► Formula E vs EVs – where’s the connection?
► CAR talks to the DS Penske team
► DS says tech has been carried across from sport to road
Car makers have claimed that involvement in motorsport means tangible benefits for its road cars. Formula 1, the World Endurance Championship, WRC have all meant real technological development for passenger cars (and even whole new road cars required for homologation purposes), for example. And, for a little while now, manufacturers involved in Formula E claim the same.
Take DS, for example. The premium French brand has found success in the sport since its inception, including two team championship titles in the 2018 and 2019 season, and three drivers’ championship titles between 2017 and 2019 with its DS Techeetah team. Its new DS Penske team shows the brand is still committed to the sport, with the brand still seeing value in being a part of it.
Then-boss of DS, Beatrice Foucher, told CAR in late 2022 that the DS team’s involvement meant more than the brand being in front of more eyeballs: ‘It is absolutely a tool for marketing, yes,’ she says, ‘because you can communicate based on your success. For example, we’ve beaten Porsche, Mercedes-Benz and Audi – that’s big. But we have the DS Performance team who is really willing to create something with our production cars using Formula E technology.’

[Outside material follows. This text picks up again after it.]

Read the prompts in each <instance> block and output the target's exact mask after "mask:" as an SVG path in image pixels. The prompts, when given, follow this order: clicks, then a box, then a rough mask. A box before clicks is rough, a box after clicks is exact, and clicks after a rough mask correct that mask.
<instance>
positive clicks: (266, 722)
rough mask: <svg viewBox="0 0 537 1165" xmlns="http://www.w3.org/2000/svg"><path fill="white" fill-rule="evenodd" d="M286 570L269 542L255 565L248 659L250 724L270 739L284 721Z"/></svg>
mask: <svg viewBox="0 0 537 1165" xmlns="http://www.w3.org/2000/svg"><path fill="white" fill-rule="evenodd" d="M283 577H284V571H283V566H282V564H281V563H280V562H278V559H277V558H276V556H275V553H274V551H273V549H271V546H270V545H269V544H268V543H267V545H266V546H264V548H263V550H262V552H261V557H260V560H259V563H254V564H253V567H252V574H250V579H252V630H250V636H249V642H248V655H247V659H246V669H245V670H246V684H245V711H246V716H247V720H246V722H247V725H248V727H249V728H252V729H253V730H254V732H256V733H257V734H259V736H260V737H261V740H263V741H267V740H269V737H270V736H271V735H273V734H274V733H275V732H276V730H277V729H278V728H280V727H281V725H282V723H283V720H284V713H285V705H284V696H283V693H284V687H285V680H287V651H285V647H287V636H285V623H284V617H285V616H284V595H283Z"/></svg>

In Formula E, there is a little wriggle room for each team’s car to be modified or refined beyond the base foundation of the current Gen3 car. For those teams with OEM sponsors or branding (like DS, Nissan, Porsche, Nio and Cupra in the latest season), they can prioritise development on tech and engineering in stuff that benefits them out of the sport. Charles-Henri Bonnet, marketing and events boss at DS Performance, told CAR during the 2023 London E-Prix: ‘it’s important for us as a manufacturer to focus on what’s important and what’s relevant for us. Developing a carbonfibre chassis? We don’t care. It’ll cost us a lot of money and won’t bring anything to the brand. Instead, we must make sure we provide the most efficient and most reliable electric powertrain we can for electric cars, and that’s what we can learn here.
‘Not only do we learn about the hardware, though, we learn about energy management. Electric mobility is all about it,’ Bonnet adds; ‘We are not British Petroleum, we are not Total Energies – we’re not going to make our own charging stations. What we can do, however, is helping our customers manage their energy – how you spend it and how it’s regenerated. In Formula E, it’s all about energy management.’
And Bonnet’s right. Each of the drivers has to keep a close eye on battery charge remaining, including when to use the car’s ‘attack mode’ for an extra power boost (at the sacrifice of additional charge), and all normal braking is done through regeneration.
‘There are a lot of similarities,’ says DS Penske team driver (and two-time Formula E world champ) Jean-Eric Vergne when comparing Formula E to road car driving; ‘we develop all our own software within the team that allows us to gain energy back in recuperation. We’re putting a lot of the findings we get in motorsport into the E-Tense cars [DS’ range of plug-in hybrids and EVs] to try and make the battery last longer.’
‘It’s quite funny going between our racing cars and our road cars,’ adds fellow DS Penske team driver (and 2022’s Formula E world champion) Stoffel Vandoorne, ‘because that regen in the road car almost feels like what you’d get in a racing car.’